Polskie wojsko nie miało wiedzy na temat tego, że w polskiej przestrzeni powietrznej pojawią się szczątki rakiety Falcon 9 - twierdzi MON. Dlaczego? "Bo mail był nieaktualny" - tłumaczy skandal minister Władysław Kosiniak-Kamysz.
Obserwuj nas w Google News. Kliknij w link i zaznacz gwiazdkę
Podobnie winę na Polską Agencję Kosmiczną (POLSA) przerzuca nadzorujące je Ministerstwo Rozwoju i Technologii.
Minister Krzysztof Paszyk zobowiązał Prezesa POLSA do natychmiastowej weryfikacji i zmiany stosowanych dotychczas przez Agencję procedur powiadamiania, m.in. w zakresie sposobu ich dystrybucji oraz oceny możliwości wystąpienia incydentów, a także ich późniejszej aktualizacji. Raporty sytuacyjne przekazane przez POLSA, w związku z niekontrolowanym wejściem w atmosferę członu rakiety FALCON 9, w żaden sposób nie odbiegały od wcześniej przesyłanych i nie sygnalizowały poziomu ryzyka możliwości wystąpienia incydentu. Przekazywane przez POLSA opinii publicznej informacje nie odzwierciedlały oceny sytuacji wynikającej z przesłanych przez Agencję raportów i mogły wprowadzić opinię publiczną w błąd
– twierdzi resort.
Raporty dotarły do innych instytucji i służb
Raporty POLSA o zagrożeniu skutecznie dotarły do wielu instytucji i ministerstw– w tym do MRiT. Dlaczego nie podzieliły się swoją wiedzą z MON? Jak działało w tej sprawie Rządowe Centrum Bezpieczeństwa?

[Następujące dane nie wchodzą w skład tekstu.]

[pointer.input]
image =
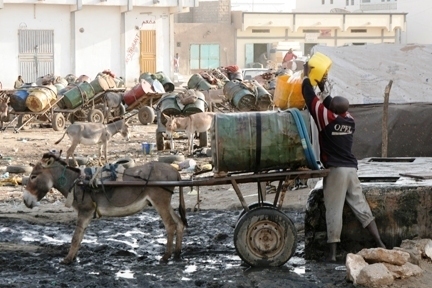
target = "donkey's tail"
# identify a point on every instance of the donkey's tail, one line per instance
(58, 141)
(182, 206)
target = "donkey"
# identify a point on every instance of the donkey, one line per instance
(198, 122)
(112, 200)
(4, 107)
(90, 133)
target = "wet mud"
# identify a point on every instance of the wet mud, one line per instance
(125, 252)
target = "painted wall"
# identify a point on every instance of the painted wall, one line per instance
(24, 16)
(93, 38)
(203, 33)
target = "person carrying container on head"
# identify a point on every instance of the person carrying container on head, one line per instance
(336, 129)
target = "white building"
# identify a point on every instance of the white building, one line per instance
(417, 19)
(85, 37)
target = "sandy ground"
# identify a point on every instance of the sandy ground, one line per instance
(218, 204)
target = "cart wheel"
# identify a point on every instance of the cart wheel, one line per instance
(71, 118)
(22, 119)
(146, 115)
(58, 122)
(265, 237)
(159, 141)
(96, 116)
(254, 206)
(203, 139)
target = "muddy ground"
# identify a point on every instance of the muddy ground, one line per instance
(125, 252)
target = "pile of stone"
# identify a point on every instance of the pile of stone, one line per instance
(378, 267)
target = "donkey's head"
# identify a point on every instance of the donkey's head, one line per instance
(49, 172)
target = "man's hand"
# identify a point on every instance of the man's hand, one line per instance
(306, 69)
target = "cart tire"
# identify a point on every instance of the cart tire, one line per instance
(58, 122)
(265, 237)
(203, 139)
(159, 141)
(19, 169)
(146, 115)
(71, 118)
(171, 158)
(96, 116)
(254, 206)
(22, 119)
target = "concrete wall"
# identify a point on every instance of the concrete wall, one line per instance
(202, 33)
(93, 38)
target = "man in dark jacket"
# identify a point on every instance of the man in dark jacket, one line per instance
(336, 127)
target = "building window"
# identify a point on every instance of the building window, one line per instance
(260, 30)
(311, 31)
(204, 56)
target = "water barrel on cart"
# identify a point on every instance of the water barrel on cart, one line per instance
(257, 141)
(77, 95)
(196, 81)
(41, 97)
(168, 104)
(239, 95)
(199, 105)
(165, 81)
(18, 99)
(102, 82)
(138, 91)
(263, 97)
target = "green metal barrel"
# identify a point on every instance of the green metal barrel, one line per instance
(257, 141)
(264, 99)
(76, 96)
(198, 106)
(165, 81)
(240, 96)
(168, 105)
(196, 81)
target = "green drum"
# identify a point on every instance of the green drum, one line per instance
(76, 96)
(240, 96)
(257, 141)
(264, 98)
(102, 83)
(165, 81)
(196, 81)
(198, 106)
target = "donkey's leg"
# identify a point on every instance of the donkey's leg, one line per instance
(162, 204)
(70, 152)
(84, 218)
(179, 233)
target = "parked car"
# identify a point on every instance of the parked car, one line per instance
(250, 73)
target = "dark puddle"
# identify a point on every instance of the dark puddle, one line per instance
(125, 252)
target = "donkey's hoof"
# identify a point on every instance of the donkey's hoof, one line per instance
(163, 260)
(66, 261)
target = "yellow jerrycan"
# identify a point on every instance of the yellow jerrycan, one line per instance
(288, 91)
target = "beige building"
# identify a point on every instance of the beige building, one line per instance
(212, 35)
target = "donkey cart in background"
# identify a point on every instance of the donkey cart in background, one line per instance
(46, 115)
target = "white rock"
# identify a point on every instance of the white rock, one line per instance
(404, 271)
(375, 275)
(423, 245)
(376, 255)
(354, 263)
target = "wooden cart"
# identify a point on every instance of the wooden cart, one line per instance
(264, 236)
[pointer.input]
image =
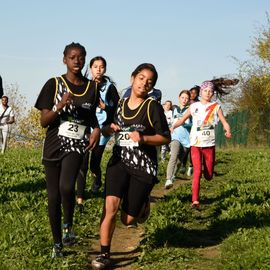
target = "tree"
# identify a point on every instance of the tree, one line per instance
(27, 130)
(254, 95)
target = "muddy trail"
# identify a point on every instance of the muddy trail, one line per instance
(125, 244)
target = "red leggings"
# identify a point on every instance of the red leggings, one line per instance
(199, 156)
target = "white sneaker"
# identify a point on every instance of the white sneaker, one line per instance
(168, 184)
(190, 171)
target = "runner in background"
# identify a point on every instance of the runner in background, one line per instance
(68, 109)
(168, 113)
(139, 125)
(180, 144)
(108, 101)
(7, 118)
(205, 115)
(194, 97)
(1, 87)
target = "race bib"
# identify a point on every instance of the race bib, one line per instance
(206, 135)
(122, 139)
(72, 130)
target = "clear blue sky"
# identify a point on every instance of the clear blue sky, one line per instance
(187, 41)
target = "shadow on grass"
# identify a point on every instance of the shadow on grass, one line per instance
(33, 186)
(177, 235)
(121, 259)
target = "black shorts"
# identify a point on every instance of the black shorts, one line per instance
(130, 186)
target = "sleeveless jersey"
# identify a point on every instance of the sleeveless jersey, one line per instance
(68, 132)
(140, 157)
(205, 118)
(102, 114)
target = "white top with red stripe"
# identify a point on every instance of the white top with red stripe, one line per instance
(204, 118)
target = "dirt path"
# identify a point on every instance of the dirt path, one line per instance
(125, 244)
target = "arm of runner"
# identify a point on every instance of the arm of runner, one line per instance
(181, 120)
(93, 139)
(149, 139)
(108, 130)
(225, 124)
(48, 116)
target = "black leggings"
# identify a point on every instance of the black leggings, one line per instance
(96, 157)
(60, 181)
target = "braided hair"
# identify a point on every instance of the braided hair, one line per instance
(223, 86)
(74, 45)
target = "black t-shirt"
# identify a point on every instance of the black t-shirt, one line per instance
(148, 119)
(79, 114)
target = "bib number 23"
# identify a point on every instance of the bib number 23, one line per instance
(72, 130)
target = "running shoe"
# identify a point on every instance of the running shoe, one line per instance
(80, 207)
(195, 205)
(101, 261)
(183, 170)
(57, 250)
(168, 184)
(190, 171)
(68, 235)
(96, 184)
(132, 226)
(145, 212)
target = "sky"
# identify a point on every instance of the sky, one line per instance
(187, 41)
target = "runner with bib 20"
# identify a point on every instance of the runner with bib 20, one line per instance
(139, 126)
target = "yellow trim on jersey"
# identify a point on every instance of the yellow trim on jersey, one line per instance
(56, 89)
(77, 95)
(148, 113)
(132, 117)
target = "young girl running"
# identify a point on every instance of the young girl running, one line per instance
(180, 144)
(205, 114)
(140, 125)
(68, 108)
(108, 101)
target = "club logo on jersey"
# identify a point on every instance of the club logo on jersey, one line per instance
(87, 105)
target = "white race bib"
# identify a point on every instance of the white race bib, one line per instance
(206, 135)
(122, 139)
(71, 130)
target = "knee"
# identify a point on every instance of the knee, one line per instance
(110, 212)
(66, 191)
(126, 219)
(208, 177)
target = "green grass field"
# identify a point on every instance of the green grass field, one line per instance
(230, 232)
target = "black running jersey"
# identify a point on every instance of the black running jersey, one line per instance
(148, 119)
(68, 132)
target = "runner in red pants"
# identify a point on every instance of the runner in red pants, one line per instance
(205, 115)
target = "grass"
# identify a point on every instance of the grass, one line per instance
(230, 232)
(232, 229)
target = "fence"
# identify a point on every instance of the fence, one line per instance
(239, 128)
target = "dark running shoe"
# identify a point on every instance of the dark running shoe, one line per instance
(57, 250)
(96, 184)
(101, 261)
(196, 206)
(145, 212)
(69, 238)
(80, 207)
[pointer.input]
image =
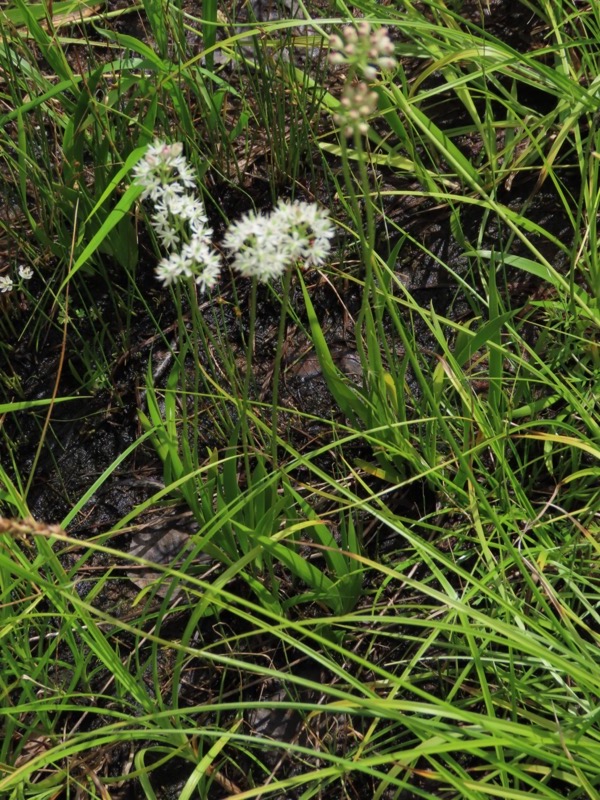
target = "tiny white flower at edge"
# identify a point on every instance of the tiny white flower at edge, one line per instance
(6, 284)
(25, 273)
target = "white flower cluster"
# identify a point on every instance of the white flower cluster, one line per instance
(263, 246)
(363, 48)
(7, 284)
(179, 217)
(357, 104)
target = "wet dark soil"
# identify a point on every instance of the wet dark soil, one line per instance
(89, 433)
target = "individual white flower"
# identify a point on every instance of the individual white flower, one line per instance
(264, 246)
(6, 284)
(25, 273)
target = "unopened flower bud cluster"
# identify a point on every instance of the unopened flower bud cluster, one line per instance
(365, 51)
(7, 284)
(357, 104)
(262, 246)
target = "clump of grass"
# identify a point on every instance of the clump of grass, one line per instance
(460, 657)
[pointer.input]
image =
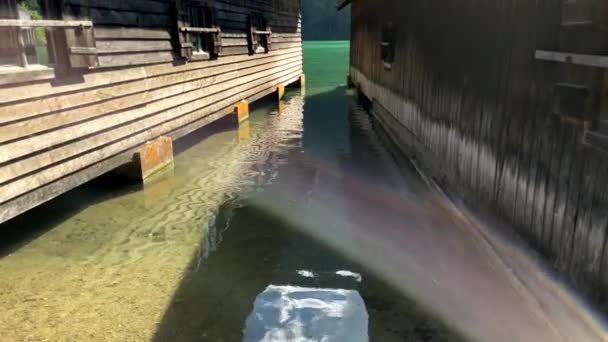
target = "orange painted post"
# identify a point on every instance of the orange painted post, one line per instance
(242, 111)
(281, 91)
(155, 156)
(303, 84)
(244, 131)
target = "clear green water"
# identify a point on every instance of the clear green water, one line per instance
(184, 258)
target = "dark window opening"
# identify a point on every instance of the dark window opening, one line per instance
(33, 37)
(259, 34)
(201, 17)
(388, 45)
(22, 46)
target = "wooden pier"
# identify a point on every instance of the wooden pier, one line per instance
(120, 74)
(504, 103)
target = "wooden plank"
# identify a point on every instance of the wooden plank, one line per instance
(77, 50)
(134, 59)
(32, 199)
(128, 95)
(177, 116)
(128, 19)
(21, 148)
(112, 33)
(48, 192)
(579, 59)
(191, 127)
(104, 78)
(31, 109)
(144, 6)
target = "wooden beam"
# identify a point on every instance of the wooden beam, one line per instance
(579, 59)
(200, 29)
(342, 3)
(45, 23)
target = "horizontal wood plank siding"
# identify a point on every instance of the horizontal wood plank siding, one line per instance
(466, 85)
(56, 134)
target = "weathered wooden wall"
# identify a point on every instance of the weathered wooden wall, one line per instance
(473, 104)
(60, 132)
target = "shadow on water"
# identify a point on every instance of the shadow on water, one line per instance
(25, 228)
(247, 248)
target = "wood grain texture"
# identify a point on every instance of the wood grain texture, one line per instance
(57, 133)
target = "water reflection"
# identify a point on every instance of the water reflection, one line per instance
(247, 249)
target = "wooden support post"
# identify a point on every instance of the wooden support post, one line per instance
(281, 91)
(244, 131)
(302, 84)
(282, 107)
(349, 82)
(155, 156)
(242, 111)
(159, 188)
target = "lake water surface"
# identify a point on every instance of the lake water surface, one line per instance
(184, 258)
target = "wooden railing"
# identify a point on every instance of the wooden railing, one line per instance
(18, 25)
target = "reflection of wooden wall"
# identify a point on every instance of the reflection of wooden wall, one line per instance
(58, 133)
(137, 32)
(479, 112)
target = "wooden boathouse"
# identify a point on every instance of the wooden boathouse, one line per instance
(505, 103)
(107, 81)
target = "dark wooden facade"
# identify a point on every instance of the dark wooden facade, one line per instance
(121, 73)
(504, 102)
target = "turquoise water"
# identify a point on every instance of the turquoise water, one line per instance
(326, 65)
(184, 258)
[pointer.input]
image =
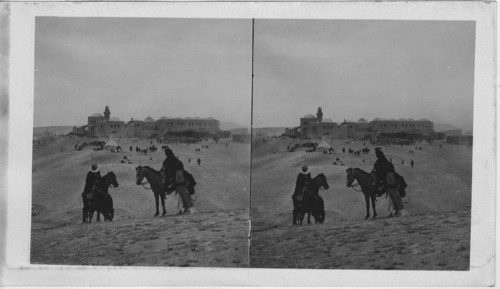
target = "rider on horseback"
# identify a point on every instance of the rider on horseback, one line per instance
(168, 170)
(303, 178)
(386, 180)
(381, 169)
(93, 176)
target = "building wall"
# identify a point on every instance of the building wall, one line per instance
(134, 128)
(183, 124)
(392, 126)
(312, 127)
(116, 128)
(316, 129)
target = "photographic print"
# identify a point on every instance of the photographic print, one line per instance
(141, 142)
(362, 144)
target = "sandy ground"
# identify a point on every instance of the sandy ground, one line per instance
(434, 232)
(216, 234)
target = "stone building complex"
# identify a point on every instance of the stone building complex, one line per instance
(312, 126)
(104, 125)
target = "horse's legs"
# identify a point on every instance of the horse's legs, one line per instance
(367, 201)
(163, 204)
(373, 205)
(156, 202)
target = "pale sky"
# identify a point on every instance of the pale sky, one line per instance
(358, 68)
(141, 67)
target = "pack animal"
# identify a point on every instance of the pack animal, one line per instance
(100, 200)
(154, 179)
(365, 180)
(310, 202)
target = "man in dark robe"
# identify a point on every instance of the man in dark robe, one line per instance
(381, 168)
(303, 178)
(169, 167)
(93, 176)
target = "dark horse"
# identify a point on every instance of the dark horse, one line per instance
(100, 200)
(154, 179)
(365, 180)
(310, 202)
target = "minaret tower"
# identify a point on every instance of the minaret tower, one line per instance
(107, 113)
(319, 114)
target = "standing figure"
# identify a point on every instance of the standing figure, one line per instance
(93, 176)
(169, 167)
(381, 168)
(185, 203)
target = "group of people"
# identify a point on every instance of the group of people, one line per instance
(385, 180)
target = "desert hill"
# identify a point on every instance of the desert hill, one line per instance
(439, 183)
(52, 130)
(229, 125)
(59, 176)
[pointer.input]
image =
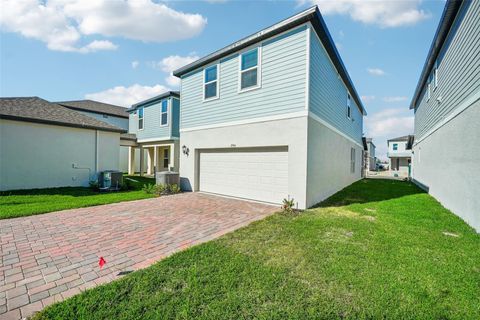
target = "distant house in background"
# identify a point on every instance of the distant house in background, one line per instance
(399, 156)
(44, 144)
(154, 130)
(370, 159)
(446, 151)
(112, 114)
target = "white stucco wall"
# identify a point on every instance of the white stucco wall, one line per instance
(39, 156)
(289, 132)
(448, 163)
(328, 166)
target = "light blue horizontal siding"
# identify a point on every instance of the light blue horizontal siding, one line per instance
(458, 71)
(328, 93)
(175, 117)
(151, 123)
(283, 85)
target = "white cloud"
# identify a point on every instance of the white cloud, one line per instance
(376, 72)
(367, 99)
(126, 96)
(170, 64)
(387, 124)
(384, 13)
(395, 99)
(62, 24)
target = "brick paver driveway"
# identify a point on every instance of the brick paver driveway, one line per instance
(50, 257)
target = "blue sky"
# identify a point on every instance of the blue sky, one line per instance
(78, 52)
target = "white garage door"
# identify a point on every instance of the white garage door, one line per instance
(257, 174)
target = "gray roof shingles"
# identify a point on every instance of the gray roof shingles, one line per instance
(35, 109)
(96, 107)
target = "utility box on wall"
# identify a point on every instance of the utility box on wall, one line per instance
(110, 180)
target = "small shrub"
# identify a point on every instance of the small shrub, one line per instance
(149, 188)
(175, 188)
(161, 189)
(288, 206)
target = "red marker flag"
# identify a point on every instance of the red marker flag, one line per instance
(101, 262)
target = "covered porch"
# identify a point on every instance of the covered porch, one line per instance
(160, 156)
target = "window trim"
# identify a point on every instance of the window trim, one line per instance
(258, 66)
(349, 106)
(353, 159)
(428, 90)
(168, 113)
(217, 96)
(143, 119)
(166, 157)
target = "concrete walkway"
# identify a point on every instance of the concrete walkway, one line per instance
(50, 257)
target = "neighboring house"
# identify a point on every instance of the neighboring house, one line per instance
(272, 116)
(446, 151)
(370, 159)
(154, 129)
(44, 144)
(399, 156)
(112, 114)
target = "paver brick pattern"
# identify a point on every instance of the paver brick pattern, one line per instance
(50, 257)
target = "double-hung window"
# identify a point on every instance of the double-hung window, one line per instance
(166, 160)
(349, 106)
(164, 113)
(210, 83)
(249, 69)
(140, 119)
(352, 160)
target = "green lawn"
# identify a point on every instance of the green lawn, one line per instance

O tym, że informacja POLSA skutecznie trafiła do innych służb i ministerstw mówiła w środę portalowi Niezależna.pl rzeczniczka tej instytucji.
Polska Agencja Kosmiczna na bieżąco monitoruje wszystkie aktywności, które dzieją się w kosmosie, trajektorię obiektów kosmicznych, jeżeli obiekt grożący upadkiem przelatuje nad Polską wysyłamy komunikat w tej sprawie do zainteresowanych ministerstw i służb. Nie jest możliwe przewidzenie dokładnego miejsca upadku. Nie do końca wiemy, co się zadzieje, jak obiekt wejdzie w atmosferę. Zazwyczaj się spalają (…)Śledziliśmy trajektorię lotu części rakiety Falcon 9 i o tym poinformowaliśmy odpowiednie służby.
– powiedziała.
MON upiera się, że wina leży po stronie Polskiej Agencji Kosmicznej.
„Polska Agencja Kosmiczna nie poinformowała MON. Nie dostarczyła skutecznie informacji. Nie mogę odpowiadać za inne ministerstwa” – powiedział w czwartek portalowi Niezależna.pl rzecznik MON.
Chaos w MON. Co z systemem satelitarnym?
Argumentacja resortu kierowanego przez Kosiniaka-Kamysza jest bardzo krucha, szczególnie, że wojsko posiada dostęp do systemów satelitarnych, które powinny ostrzegać przed tego typu zagrożeniem. Samo też powinno zadbać o sprawny system informowania o zagrożeniach.
To MON powinno zadbać o właściwe narzędzia komunikacji. Odpowiada za złą komunikację pomiędzy poszczególnymi instytucjami zwartymi w systemie alarmowania. Jeśli był określony jedynie kontakt przez wiadomość mailową to jest absolutny skandal. W sytuacjach alarmowych, takich jak spadek rakiety kontakt powinien być telefoniczny z Centrum Zarządzenia Kryzysowego
– powiedział Niezależna.pl wicerzecznik PiS Mateusz Kurzejewski.
Okazuje się, że MON miał samodzielne środki, aby monitorować olbrzymie zagrożenie na własną rękę.
W czasach gdy MON kierował Mariusz Błaszczak dokonano zakupu systemów satelitarnych. Polska otrzymała możliwość korzystania z baz, które są do dyspozycji francuskich sił zbrojnych. MON ma narzędzie, żeby samodzielnie wychwytywać tego rodzaju zagrożenia. Kompromitacja w dwóch aspektach – przekazywania danych i wykorzystania systemów w dyspozycji sił zbrojnych
– powiedział Kurzejewski.
Umowa podpisana 27 grudnia 2022 r. przez Agencję Uzbrojenia z koncernem Airbus Defence & Space objęła dostawę dwóch satelitów obserwacyjnych, optoelektronicznych wraz ze stacją odbiorczą. Polskie Siły Zbrojne otrzymały w 2023 roku dostęp do zasobów obecnie funkcjonującej konstelacji satelitów Pleiades Neo, a więc jeszcze przed wyniesieniem zakupionych satelitów zaplanowane na 2027 rok. Zakupione przez Agencję Uzbrojenia satelity mają działać w ramach Pleiades Neo.